DENPASAR, BALIPOST.com – Beberapa hari belakangan ini masyarakat mengeluhkan panasnya suhu udara di siang hari. Suasana terik ini umumnya disebabkan oleh suhu udara yang tinggi dan disertai oleh kelembapan udara yang rendah, terutama terjadi pada kondisi langit cerah dan kurangnya awan, sehingga pancaran sinar matahari langsung lebih banyak diteruskan ke permukaan bumi.
Deputi Bidang Klimatologi BMKG Pusat Herizal menjelaskan, berkurangnya tutupan awan terutama di wilayah Indonesia bagian selatan pada bulan-bulan ini disebabkan wilayah ini tengah berada pada masa transisi dari musim hujan menuju musim kemarau, seiring dengan pergerakan semu matahari dari posisi di atas khatulistiwa menuju belahan bumi utara. Transisi musim itu ditandai oleh mulai berembusnya angin timuran dari Benua Australia (monsun Australia) terutama di wilayah bagian selatan Indonesia.

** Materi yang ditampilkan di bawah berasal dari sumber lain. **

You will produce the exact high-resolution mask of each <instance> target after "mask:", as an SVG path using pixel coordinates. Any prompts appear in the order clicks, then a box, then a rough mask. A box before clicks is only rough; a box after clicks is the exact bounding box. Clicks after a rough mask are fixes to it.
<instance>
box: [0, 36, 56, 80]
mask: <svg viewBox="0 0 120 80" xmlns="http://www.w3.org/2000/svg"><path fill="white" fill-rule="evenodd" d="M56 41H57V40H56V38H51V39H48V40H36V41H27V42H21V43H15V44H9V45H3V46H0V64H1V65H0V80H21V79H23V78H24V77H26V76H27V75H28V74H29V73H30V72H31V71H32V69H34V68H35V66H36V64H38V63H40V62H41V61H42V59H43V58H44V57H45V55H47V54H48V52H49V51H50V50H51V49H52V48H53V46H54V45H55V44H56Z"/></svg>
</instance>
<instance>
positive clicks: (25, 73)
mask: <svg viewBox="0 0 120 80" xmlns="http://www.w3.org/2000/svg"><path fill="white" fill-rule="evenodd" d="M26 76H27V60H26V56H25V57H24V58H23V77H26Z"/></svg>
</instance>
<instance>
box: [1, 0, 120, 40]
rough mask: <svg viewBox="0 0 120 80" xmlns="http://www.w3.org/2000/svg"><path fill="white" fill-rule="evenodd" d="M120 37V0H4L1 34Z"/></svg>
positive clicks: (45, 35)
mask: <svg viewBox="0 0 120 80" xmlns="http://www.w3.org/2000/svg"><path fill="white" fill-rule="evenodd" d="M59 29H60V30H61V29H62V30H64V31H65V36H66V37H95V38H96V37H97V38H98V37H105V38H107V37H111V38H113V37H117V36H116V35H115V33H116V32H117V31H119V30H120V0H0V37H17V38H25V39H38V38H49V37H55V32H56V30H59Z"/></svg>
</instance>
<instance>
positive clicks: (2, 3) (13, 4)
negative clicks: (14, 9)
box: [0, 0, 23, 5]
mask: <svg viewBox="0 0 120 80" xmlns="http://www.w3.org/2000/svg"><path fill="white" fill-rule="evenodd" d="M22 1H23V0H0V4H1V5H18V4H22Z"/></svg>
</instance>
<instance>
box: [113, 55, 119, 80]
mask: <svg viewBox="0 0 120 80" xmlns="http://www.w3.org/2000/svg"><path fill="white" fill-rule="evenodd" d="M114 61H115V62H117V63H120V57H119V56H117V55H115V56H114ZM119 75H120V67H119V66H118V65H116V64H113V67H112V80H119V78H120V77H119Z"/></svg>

Angin monsun Australia ini bersifat kering kurang membawa uap air sehingga menghambat pertumbuhan awan. “Kombinasi antara kurangnya tutupan awan, serta suhu udara yang tinggi dan cenderung berkurang kelembapannya inilah yang menyebabkan suasana terik yang dirasakan masyarakat,” jelasnya dalam siaran pers, Kamis (23/4).
Sesuai dengan prediksi BMKG sebelumnya, Maret hingga April menunjukkan suhu yang terus menghangat, hampir di sebagian besar tempat di Indonesia. Pada bulan ini, teridentifikasi banyak daerah yang mengalami suhu maksimum 34°C hingga 36°C, bahkan yang tertinggi tercatat mencapai 37,3°C pada tanggal 10 April 2020 di Karangkates, Malang. Sementara kelembapan udara minimum di bawah 60% terpantau terjadi di sebagian Nusa Tenggara Timur, Nusa Tenggara Barat, sebagian Jawa Timur dan Riau.

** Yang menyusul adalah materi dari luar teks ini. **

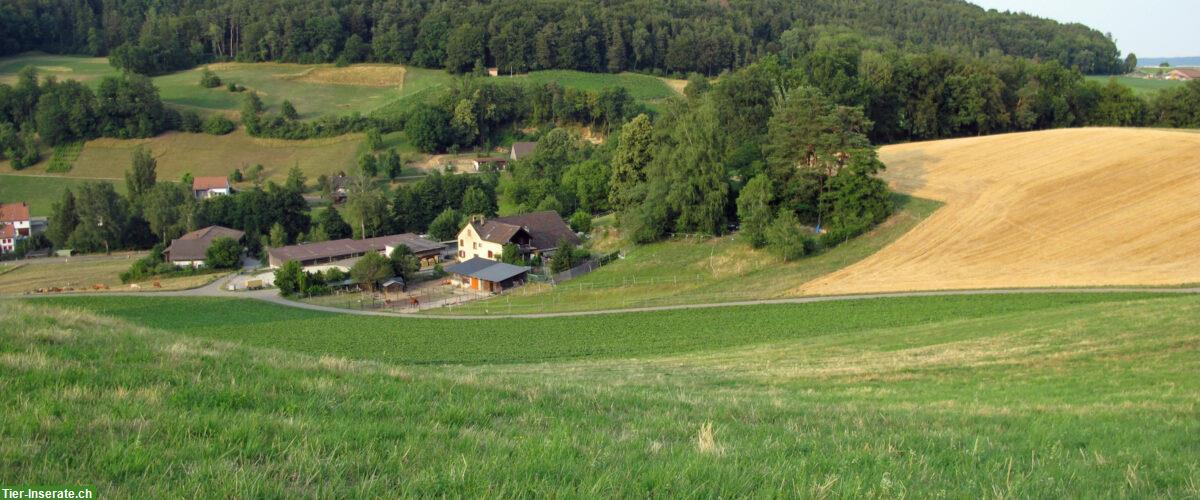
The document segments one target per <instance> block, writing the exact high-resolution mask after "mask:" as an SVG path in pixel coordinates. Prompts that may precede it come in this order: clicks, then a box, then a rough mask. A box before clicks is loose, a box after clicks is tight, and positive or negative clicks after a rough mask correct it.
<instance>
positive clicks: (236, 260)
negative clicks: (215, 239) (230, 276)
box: [204, 236, 241, 269]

Secara klimatologis, April-Juni memang tercatat sebagai bulan-bulan dimana suhu maksimum mengalami puncaknya di Jakarta, selain Oktober – November. Pola tersebut mirip dengan pola suhu maksimum di Surabaya. Sementara, di Semarang dan Jogjakarta, pola suhu maksimum akan terus naik secara gradual pada bulan April dan mencapai puncaknya pada bulan September – Oktober.

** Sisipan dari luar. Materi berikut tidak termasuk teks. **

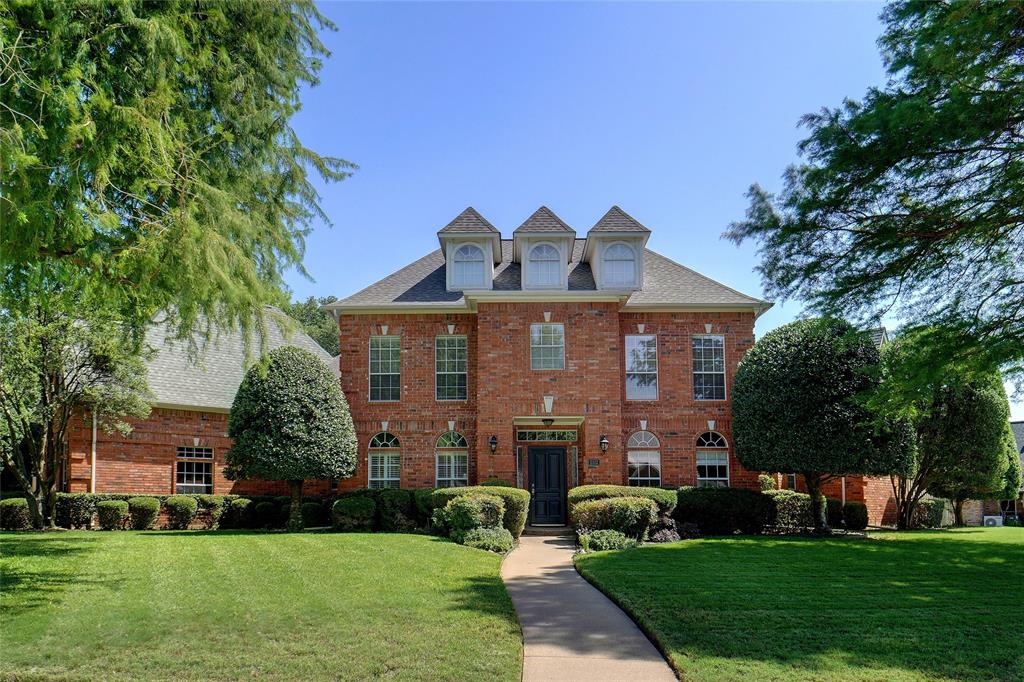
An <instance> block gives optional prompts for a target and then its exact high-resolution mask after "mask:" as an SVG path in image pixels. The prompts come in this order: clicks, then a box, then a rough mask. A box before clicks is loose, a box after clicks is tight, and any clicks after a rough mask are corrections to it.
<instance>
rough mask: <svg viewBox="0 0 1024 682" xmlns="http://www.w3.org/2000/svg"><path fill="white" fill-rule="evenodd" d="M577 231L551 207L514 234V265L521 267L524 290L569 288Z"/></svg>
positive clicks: (536, 212) (531, 217)
mask: <svg viewBox="0 0 1024 682" xmlns="http://www.w3.org/2000/svg"><path fill="white" fill-rule="evenodd" d="M574 243H575V230H573V229H572V228H571V227H569V226H568V225H566V224H565V222H564V221H563V220H562V219H561V218H559V217H558V216H557V215H555V214H554V212H553V211H552V210H551V209H549V208H548V207H547V206H542V207H541V208H539V209H537V211H535V212H534V214H532V215H531V216H529V217H528V218H526V220H525V222H523V223H522V224H521V225H519V226H518V227H516V229H515V231H514V232H512V258H513V262H518V263H520V264H521V267H520V276H521V282H520V287H521V288H522V289H524V290H526V289H568V280H569V272H568V264H569V262H570V261H571V260H572V246H573V245H574Z"/></svg>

Meskipun tingginya suhu maksimum hari-hari ini, tidak dapat dikatakan dipicu secara langsung oleh perubahan iklim. Namun, dalam analisa perubahan iklim oleh Peneliti BMKG dengan menggunakan data yang panjang sejak tahun 1866, diketahui bahwa tren suhu maksimum di Jakarta telah meningkat signifikan sebesar 2,12°C per 100 tahun. Demikian pula pada lebih dari 80 stasiun BMKG untuk pengamatan suhu udara di Indonesia dalam periode 30 tahun terakhir.
“Tren suhu udara yang terus meningkat itu tidak hanya terjadi di Indonesia, tetapi juga di banyak tempat di dunia, yang kemudian kita kenal sebagai fenomena pemanasan global. Pemantauan suhu rata-rata secara global menunjukkan hampir tiap tahun tercatat rekor baru suhu tertinggi dunia,”ungkapnya. (Winatha/balipost)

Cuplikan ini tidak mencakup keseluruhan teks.